Concordia IT Research Support
- Provides consultation services as well as research storage, research server hosting, and research virtualized servers. The support is run by a team that liaises between researchers and IT professionals at Concordia.
Office of Research
- Facilitates workshops on RDM as well as connects researchers with the Library for assistance with issues related to RDM.
- Advises researchers on ethical, legal and commercial issues related to data management, such as data confidentiality and consent forms, that are consistent with requirements expressed in the Tri-Council Policy Statement: Ethical Conduct for Research Involving Humans (2nd edition), the Tri-Agency Framework: Responsible Conduct of Research, as well as other relevant policies.
Records Management and Archives
- Provides workshops on document management, such as retention, preservation, file naming and organization.
- Provides workshops on collecting and protecting personal information.
Data Management Plans
A Data Management Plan (DMP) is a document that helps researchers and funding agencies to understand the type of data that will be produced, how it will be managed and preserved, and how it will be shared.
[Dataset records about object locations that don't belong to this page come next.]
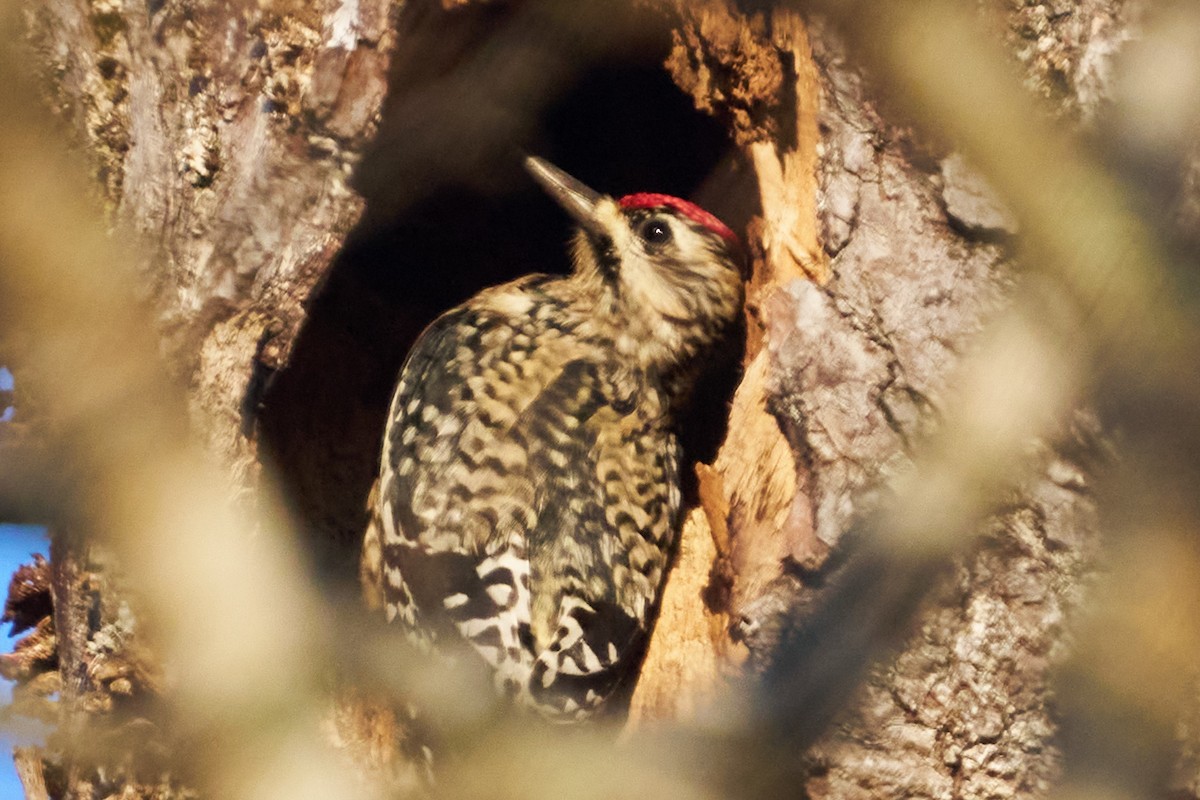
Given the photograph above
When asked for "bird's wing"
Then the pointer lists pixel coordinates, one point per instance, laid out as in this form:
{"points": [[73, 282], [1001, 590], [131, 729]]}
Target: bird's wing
{"points": [[498, 504]]}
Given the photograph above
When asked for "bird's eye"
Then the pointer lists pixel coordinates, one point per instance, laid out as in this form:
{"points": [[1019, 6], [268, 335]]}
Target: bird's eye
{"points": [[655, 232]]}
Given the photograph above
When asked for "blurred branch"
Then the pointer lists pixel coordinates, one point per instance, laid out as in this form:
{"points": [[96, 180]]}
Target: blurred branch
{"points": [[235, 618]]}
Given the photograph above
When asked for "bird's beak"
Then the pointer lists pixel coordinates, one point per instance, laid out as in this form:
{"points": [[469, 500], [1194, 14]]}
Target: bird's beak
{"points": [[579, 200]]}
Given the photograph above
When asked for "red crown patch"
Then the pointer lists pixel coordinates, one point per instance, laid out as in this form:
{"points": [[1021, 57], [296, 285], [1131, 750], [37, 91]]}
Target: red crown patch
{"points": [[690, 210]]}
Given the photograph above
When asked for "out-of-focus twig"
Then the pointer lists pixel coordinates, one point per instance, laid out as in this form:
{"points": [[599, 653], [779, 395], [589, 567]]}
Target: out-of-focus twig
{"points": [[235, 620]]}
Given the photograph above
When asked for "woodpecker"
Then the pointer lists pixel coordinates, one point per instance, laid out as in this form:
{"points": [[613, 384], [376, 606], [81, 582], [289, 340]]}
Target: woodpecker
{"points": [[528, 493]]}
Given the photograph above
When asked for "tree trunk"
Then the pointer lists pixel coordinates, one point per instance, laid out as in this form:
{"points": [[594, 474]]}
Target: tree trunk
{"points": [[310, 184]]}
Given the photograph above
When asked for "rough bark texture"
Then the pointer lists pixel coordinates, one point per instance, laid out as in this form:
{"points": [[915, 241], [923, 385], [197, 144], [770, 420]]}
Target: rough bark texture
{"points": [[222, 138], [853, 370]]}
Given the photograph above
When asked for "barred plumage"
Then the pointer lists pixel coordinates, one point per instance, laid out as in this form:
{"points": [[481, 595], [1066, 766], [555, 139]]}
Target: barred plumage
{"points": [[528, 493]]}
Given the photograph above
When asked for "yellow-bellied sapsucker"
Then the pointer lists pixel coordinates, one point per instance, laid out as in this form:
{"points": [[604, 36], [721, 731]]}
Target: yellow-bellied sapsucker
{"points": [[529, 488]]}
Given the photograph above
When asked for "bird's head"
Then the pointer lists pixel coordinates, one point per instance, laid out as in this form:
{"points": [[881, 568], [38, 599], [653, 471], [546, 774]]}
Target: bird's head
{"points": [[661, 268]]}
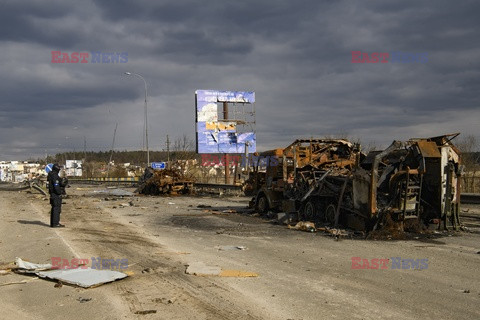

The DMP Assistant (https://assistant.portagenetwork.ca/), a tool developed by the Digital Research Alliance of Canada (https://alliancecan.ca/) in observance with established best practices, can assist researchers in writing DMPs and provides subject-specific templates and local guidance. Knowledge of this tool is not widespread at Concordia. To increase awareness of the DMP Assistant, a limited number of workshops have been provided since 2020 to librarians and to staff in the Office of Research as well as to researchers. Furthermore, a communication plan was launched in the fall of 2020 in order to convey to researchers and graduate students the importance of DMPs and the availability of the DMP Assistant.
Data repositories
Data repositories allow long-term storage and access to research data. There are a variety of repositories available for researchers. They can be either discipline-specific, general, or institutional.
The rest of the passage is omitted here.